To pretend you don’t know him: Stop! And continue reading the post entitled Juncture: I don’t know what you’re talking about.

To acknowledge the acquaintance, despite the embarrassment; continue reading below.

“Yes, actually, I don’t suppose you went to Hartfield School?” she asked, as nonchalantly as possible. She looked out the window as she said it, admiring the now very interesting scenery. In fact, she could just make out what seemed to be a castle, nestled in the bottom of the valley.

“Yes! I did!” the Man replied, slight excitement entering his tone. “Did you go there too?”

“Yes,” she replied neutrally, “I don’t think we were in the same year though.”

“School days were good fun, weren’t they? Do you remember Mr Pughes?”

“Yes! And how he always said everything as if it was from 1950. ‘Turn down the sound on your jukeboxes, children!’ He was a right laugh,” she replied, with a laugh.

“Yes! And do you remember that special assembly he lead?”

“Who doesn’t! I don’t think I’ve ever cringed so much.”

“Less said about that, the better,” he replied solemnly.

“At the next cross roads, it’s straight on,” she interrupted, pointing at the junction coming up in front of them.

“Ok,” he replied, still smiling. Looking both ways, he carefully crossed over the road.

“My friend’s house is coming up on the left soon,” she said, leaning forward and squinting at the hedge line.

“Is that it?” he asked, tilting his head at a house sitting set into the hillside.

“Yes!” she replied happily. “Thank you so much for driving me! I was really stuck back there.”

“It was my pleasure. Look, I don’t want to sound corny, but could I have you’re number?” He said the last part slightly rushed.

She smiled back at him. “Sure. But, as we know, my ability to keep my phone on me is not the best.”

He laughed in reply. “I suppose I’ll just have to be patient then!”

He handed her his phone and she keyed her number in.

“See you around then,” she said, stepping out of his car. “And thanks again for the lift.”

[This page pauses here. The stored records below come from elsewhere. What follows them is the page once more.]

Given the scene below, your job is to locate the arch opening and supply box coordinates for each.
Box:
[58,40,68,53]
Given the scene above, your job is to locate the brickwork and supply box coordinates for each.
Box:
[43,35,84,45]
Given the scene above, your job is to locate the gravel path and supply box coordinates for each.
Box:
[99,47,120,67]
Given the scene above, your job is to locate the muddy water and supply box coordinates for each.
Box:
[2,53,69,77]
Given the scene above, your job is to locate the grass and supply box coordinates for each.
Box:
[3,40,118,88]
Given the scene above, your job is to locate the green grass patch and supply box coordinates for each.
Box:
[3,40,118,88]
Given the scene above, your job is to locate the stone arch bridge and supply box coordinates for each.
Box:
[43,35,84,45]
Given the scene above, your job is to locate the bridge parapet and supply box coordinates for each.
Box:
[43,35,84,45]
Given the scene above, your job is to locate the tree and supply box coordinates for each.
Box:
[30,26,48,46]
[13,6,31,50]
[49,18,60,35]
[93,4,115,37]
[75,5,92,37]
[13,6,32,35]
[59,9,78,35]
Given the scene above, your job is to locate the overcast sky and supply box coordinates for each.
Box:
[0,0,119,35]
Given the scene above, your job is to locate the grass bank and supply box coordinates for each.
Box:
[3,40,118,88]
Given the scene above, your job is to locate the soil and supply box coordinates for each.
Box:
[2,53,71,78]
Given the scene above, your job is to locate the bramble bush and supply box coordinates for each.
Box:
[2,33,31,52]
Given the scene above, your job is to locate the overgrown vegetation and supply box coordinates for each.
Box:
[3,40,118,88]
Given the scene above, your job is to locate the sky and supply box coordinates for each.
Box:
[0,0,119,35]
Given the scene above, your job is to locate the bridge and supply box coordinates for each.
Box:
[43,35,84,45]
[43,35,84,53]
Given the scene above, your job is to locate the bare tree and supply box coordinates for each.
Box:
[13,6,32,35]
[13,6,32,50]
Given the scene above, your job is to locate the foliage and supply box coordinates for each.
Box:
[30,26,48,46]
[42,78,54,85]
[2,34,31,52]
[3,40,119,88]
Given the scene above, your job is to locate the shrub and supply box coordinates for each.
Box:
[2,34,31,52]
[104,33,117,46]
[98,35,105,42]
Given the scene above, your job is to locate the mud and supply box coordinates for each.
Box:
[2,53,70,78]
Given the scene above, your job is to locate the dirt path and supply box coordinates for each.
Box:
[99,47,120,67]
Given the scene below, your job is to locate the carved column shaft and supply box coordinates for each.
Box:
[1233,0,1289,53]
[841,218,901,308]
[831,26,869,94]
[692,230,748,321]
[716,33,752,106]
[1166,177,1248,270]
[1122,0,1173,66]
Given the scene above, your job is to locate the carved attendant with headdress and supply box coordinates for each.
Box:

“No problem! Hopefully see you soon!”

With that he drove off into the sunset. Once he was out of sight, she jumped up and down on the spot laughing.

“No one from school will believe this!” she thought to herself, before running up to her friends door and ringing the bell.

“You alright?” her friend asked, opening the door.

“Fine!” she exclaimed, jubilantly, “but you are not going to believe what just happened!”

THE END

1 comment:

Quoth the Raven said...

Oh, I killed myself laughing at Mr Pughes. Seriously. Could not stop.

Love it! Especially the marked difference between Turn Left and this, stylistically speaking. You seem to be the Master of Scribble Pit when it comes to writing stuff to show off your own versatility.